Rimland became a "vigorous critic" of FC after "more than two dozen 'blind' trials, showed the people with autism being facilitated "typed the names of objects that only the facilitators had been shown." In 1995, Rimland reported that peer-reviewed studies (40+) with more than 400 people with autism as subjects had "failed to document FC in all but a handful of cases." As a result, in 1994, the American Psychological Association, the American Academy of Child and Adolescent Psychiatry and the American Speech–Language–Hearing Association noted in their position statements that "there is no scientific proof that communication via a facilitator is valid."

===Applied behavior analysis===
Rimland was a proponent of applied behavior analysis (ABA), a controversial operant-conditioning system popularized as an autism treatment by psychologist Ole Ivar Lovaas. Lovaas' methods initially included the use of aversive stimuli to modify behavior, including slaps and electric shocks, as well as the withholding of food. In 1964, Rimland began treating his own son using operant conditioning after meeting with Lovaas and observing his methods.

====Aversives====
Rimland was in favor of using aversives (including electric shocks) to modify the behavior of autistic children and advocated against the passage of California's Hughes Act of 1990, which heavily restricted their use. At least once, he misrepresented the views of his colleagues to make it seem as though they supported aversives when they did not so as to further his viewpoint. After Rimland quoted Anne Donnellan and another anti-aversive behaviorist as being in support of the practice, Donnellan issued the following response: "We never have made or written such a statement. Dr. Rimland has been warned publicly and privately that to continue to use our names and our professional reputations to support positions that he espouses and we oppose exposes him to charges of unethical, illegal, as well as ridiculous conduct."

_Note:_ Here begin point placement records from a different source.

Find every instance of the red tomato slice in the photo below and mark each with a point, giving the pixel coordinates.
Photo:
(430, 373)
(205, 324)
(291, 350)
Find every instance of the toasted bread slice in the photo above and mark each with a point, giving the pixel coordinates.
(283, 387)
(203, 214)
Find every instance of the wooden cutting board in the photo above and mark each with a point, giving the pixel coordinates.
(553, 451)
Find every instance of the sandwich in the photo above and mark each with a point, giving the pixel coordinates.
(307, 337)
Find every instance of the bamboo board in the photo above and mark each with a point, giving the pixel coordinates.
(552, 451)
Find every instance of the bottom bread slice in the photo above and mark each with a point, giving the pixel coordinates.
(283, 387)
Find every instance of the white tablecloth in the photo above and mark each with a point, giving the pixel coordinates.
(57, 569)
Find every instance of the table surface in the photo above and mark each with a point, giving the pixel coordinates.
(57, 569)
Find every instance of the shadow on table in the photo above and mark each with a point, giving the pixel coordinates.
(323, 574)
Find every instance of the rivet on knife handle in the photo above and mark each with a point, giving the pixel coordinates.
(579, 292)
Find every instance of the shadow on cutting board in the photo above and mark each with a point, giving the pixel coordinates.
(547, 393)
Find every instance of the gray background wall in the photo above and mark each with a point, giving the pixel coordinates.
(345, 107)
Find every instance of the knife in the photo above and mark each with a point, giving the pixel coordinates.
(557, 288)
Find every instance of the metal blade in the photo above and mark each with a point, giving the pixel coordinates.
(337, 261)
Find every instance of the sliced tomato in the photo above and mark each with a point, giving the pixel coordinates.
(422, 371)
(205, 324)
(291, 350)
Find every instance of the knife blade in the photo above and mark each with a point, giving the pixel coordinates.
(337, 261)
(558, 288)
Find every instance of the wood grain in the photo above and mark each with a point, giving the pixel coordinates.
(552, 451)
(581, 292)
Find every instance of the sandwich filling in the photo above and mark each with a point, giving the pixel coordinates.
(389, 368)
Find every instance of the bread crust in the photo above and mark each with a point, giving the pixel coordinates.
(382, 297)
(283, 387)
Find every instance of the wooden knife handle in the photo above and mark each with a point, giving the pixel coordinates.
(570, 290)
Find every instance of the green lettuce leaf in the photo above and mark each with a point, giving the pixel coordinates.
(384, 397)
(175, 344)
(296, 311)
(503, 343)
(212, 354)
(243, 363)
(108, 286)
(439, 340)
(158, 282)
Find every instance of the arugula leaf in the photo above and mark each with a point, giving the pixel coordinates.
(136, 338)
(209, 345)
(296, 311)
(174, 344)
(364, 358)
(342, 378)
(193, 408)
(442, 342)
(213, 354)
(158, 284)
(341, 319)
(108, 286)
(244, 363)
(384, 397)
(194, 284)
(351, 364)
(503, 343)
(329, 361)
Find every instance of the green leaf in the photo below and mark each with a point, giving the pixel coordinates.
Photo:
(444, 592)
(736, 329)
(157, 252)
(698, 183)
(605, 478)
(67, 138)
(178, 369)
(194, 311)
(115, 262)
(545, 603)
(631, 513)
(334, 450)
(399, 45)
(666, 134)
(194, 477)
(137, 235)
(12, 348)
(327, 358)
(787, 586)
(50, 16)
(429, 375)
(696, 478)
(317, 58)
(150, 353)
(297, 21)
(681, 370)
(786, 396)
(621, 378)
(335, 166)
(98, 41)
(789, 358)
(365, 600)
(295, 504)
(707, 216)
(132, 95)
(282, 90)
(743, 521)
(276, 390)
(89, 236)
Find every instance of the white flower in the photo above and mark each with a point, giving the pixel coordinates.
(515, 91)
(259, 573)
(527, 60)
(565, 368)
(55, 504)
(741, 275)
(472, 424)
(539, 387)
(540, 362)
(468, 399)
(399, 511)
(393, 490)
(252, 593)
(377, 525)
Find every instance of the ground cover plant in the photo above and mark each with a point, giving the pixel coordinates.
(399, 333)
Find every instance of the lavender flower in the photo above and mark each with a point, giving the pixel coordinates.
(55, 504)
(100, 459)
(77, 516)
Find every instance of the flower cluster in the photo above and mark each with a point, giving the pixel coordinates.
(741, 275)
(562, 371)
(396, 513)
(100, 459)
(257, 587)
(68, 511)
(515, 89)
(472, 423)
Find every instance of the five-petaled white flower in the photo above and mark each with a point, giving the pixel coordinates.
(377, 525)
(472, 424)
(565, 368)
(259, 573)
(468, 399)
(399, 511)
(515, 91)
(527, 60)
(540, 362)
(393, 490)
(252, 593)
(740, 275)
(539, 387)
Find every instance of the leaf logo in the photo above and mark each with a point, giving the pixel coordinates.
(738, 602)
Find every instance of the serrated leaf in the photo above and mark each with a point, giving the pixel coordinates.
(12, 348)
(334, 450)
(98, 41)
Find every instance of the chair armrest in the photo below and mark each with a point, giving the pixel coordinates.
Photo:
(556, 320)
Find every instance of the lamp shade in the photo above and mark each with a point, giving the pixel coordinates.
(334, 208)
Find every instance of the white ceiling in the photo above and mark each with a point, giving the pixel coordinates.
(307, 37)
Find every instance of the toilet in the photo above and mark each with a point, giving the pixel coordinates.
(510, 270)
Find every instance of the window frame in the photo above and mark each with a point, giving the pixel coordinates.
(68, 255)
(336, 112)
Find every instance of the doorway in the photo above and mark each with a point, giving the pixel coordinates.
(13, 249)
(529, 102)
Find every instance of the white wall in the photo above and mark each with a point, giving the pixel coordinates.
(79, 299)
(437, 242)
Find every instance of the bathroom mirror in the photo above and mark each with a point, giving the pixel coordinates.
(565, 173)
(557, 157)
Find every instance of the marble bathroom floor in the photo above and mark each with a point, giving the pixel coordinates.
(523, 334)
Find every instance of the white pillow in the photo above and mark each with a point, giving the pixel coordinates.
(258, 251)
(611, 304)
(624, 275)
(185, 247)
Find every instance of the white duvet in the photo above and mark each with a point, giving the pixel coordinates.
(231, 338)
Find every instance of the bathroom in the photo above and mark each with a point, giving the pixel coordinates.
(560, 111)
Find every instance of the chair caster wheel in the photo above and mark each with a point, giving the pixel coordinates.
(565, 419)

====Criticism of evidence base and other proponents====
Despite Rimland's support of ABA, he criticized those who characterized it as the only scientifically validated autism treatment, including the New York State Department of Health and the behaviorist nonprofit Association for Science in Autism Treatment (ASAT). In a 1999 column published by ARI's Autism Research Review International, Rimland claimed ABA's evidence base was weak in comparison to that of the vitamin B6 and magnesium treatments he had promoted. He also criticized Lovaas' "centerpiece" 1987 ABA study for not being double-blinded and its results not being replicated to date. In response, ASAT's board of directors claimed Rimland was misrepresenting ABA's evidence base and research methodologies and criticized him and the publication for their past promotion of unproven or discredited autism treatments and supports (including facilitated communication and the megadosing of vitamin B6 and magnesium).

==Personal life==
Rimland was born on November 15, 1928, in Cleveland, Ohio. He and his family moved to San Diego, California, in 1940.

In 1951, Rimland married Gloria Belle Alf. They had three children. Mark, born in 1956, exhibited challenging behaviors which Rimland self-diagnosed through research as autism. This condition, relatively unknown at the time, was confirmed by a pediatrician.

==Death==
At the age of 78, Rimland died of prostate cancer on November 21, 2006, at a care facility in El Cajon, California.

==Books==
- 1964 Infantile Autism: The Syndrome and Its Implication for a Neural Theory of Behavior - written after his son, Mark, was diagnosed as autism.
- 1976 Modern Therapies (with Virginia Binder, A. Binder)
- 1998 Biological Treatments for Autism and PDD (with William Shaw, Lisa Lewis, Bruce Semon)
- 2001 Tired - so Tired!: And the "Yeast Connection" (with William Crook, Cynthia Crook)
- 2003 Vaccines, Autism and Childhood Disorders: Crucial Data That Could Save Your Child's Life (with Neil Z. Miller)
- 2003 Treating Autism: Parent Stories of Hope and Success (with Stephen M. Edelson, Ph.D.)